Joyce issued an upbeat statement after being booted from his leadership role.
“I suppose you think I am sad. Not really,” he said.
“I gave every ounce of my energy to make sure that I looked after the people of regional Australia.”
Joyce congratulated the new leadership team and said he looked forward to getting back to his family and the people of New England.
“Thank you for all your support, I look forward to continuing my work on behalf of my nation and on behalf of my electorate,” he said.
Former defence minister Peter Dutton was named the Liberal Party’s new leader around the same time on Monday, with Sussan Ley to be his deputy.

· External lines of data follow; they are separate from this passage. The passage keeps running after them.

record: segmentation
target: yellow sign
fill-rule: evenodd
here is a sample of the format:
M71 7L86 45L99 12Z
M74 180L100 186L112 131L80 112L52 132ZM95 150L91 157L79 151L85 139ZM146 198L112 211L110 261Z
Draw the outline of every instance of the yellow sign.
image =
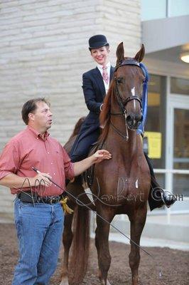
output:
M161 133L156 132L145 132L144 138L147 138L148 139L149 157L161 158Z

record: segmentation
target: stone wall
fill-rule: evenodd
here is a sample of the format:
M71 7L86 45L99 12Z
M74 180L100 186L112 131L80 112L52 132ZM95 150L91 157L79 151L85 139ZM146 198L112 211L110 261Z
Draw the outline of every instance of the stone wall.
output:
M51 102L50 133L66 142L77 120L87 114L82 74L95 66L90 36L104 33L115 62L118 43L126 55L141 43L139 0L3 0L0 1L0 152L24 128L25 101ZM0 187L0 213L11 214L13 197Z

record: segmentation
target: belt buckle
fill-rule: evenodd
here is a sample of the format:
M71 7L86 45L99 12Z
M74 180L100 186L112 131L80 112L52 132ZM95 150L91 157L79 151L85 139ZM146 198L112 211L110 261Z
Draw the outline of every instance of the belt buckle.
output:
M49 202L49 204L54 204L54 203L55 203L55 201L57 200L57 197L51 197L50 198L50 202Z

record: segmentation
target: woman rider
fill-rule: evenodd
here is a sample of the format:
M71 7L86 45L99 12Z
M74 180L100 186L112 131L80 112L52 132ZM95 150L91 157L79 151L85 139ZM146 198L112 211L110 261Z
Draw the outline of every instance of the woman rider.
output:
M114 68L109 61L109 45L104 35L96 35L89 39L89 49L94 61L97 63L95 68L82 75L82 89L85 100L90 113L83 123L80 131L71 149L70 157L72 162L86 157L90 146L95 142L99 135L99 113L102 110L103 100L109 89ZM151 176L151 189L148 197L151 210L166 204L170 207L176 202L174 197L168 191L163 191L156 180L151 162L144 152L148 162ZM157 199L153 197L153 190L158 195Z

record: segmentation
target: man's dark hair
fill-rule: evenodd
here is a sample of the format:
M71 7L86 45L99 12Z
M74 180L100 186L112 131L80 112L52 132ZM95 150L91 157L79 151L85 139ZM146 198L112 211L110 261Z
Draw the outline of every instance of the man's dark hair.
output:
M48 102L45 98L39 97L36 99L31 99L28 100L27 102L26 102L23 104L23 106L21 110L21 115L22 115L22 119L23 122L25 123L26 125L28 125L28 114L29 113L34 113L35 110L37 108L37 103L38 102L44 102L48 106L50 106L50 103Z

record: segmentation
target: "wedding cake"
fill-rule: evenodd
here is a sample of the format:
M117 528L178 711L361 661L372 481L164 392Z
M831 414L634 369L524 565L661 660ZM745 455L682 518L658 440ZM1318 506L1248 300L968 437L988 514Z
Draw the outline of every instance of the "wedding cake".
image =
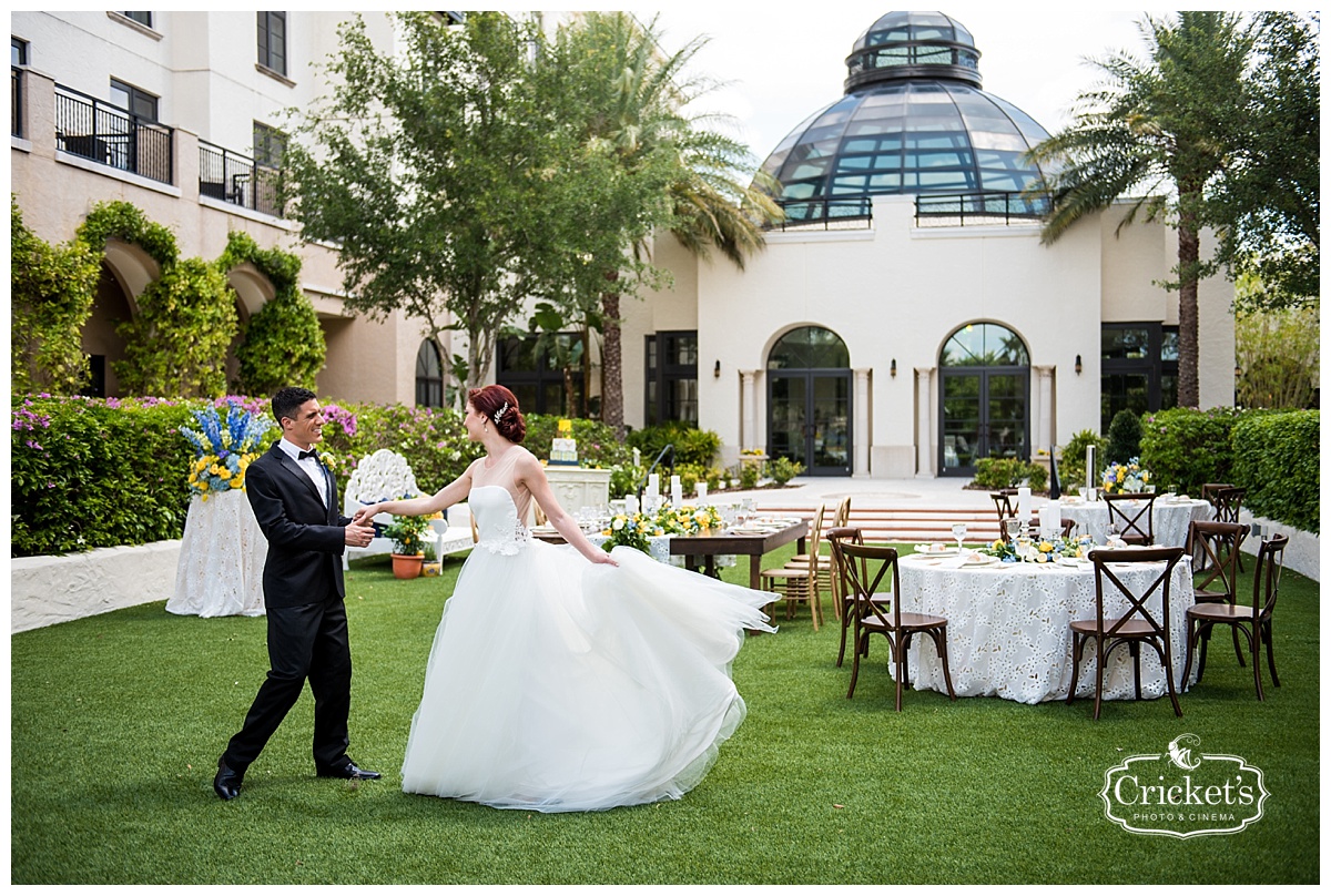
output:
M559 421L559 435L550 441L551 463L578 465L578 439L572 438L572 421Z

Littleproud was asked if it was wise for the Coalition to appoint men to its two most powerful positions given the backlash from female voters at the most recent election.
He responded by saying “Well, there’s two women standing behind me that are powerful and strong”, referring to Senator Davey and Nationals Senate leader Bridget McKenzie.
“I’m proud to say that part of my leadership is two bright, articulate, powerful women. That’s the National Party way,” he said.
Littleproud appeared unsupportive of introducing a short-term emissions reduction target, such as the 43 per cent by 2030 goal set by Labor.
He was also noncommittal when asked about Labor’s promise to enshrine an Indigenous Voice to Parliament and enact the Uluru Statement from the Heart.
Ahead of the party room meeting, Joyce said he was “sanguine” about his prospects.
“I will let the party room make up its own mind about it. It’s incredibly important. It’s a democracy,” he told Seven’s Sunrise.
“I’m happy to stand by my record and let them make the choice.”
Asked on Nine’s Today show who would be his best possible replacement, Joyce said: “I don’t know. Jesus? Mohammed?”
Queensland-based Liberal MP Stuart Robert did a round of breakfast media interviews on Monday morning and praised the Nationals’ “great campaign” in retaining all of their seats at the election.
“David Littleproud – a great colleague of mine from Queensland. I wish them all the best as it goes ahead.”
Asked if he thought Littleproud would defeat Joyce for the top job, Robert said: “I think it’ll be close.”
Littleproud faces the challenge of reuniting a divided Coalition, with a rift over a net-zero emissions target thought to have contributed to a Liberal rout in inner-city seats.
While the Nationals retained all of their lower house seats, the Liberals lost up to 20 of their own, with six MPs felled by “teal” independents who campaigned hard on climate change action and another two seats lost to the Greens.
Former Liberal MP Trent Zimmerman, who lost his seat of North Sydney to independent Kylea Tink, was asked on Monday morning how much he blamed Joyce for his loss.
“I think there’s a whole package of reasons we lost in inner-city seats like mine. Clearly, climate change was one of the key issues,” he told the ABC.
Zimmerman said Queensland Nationals senator Matt Canavan’s mid-election campaign intervention on net zero was a “killer moment” for moderate MPs like him.
“There was just an underlying suspicion that at the end of the day that people like Canavan and Barnaby Joyce would prevail if we were elected,” he said.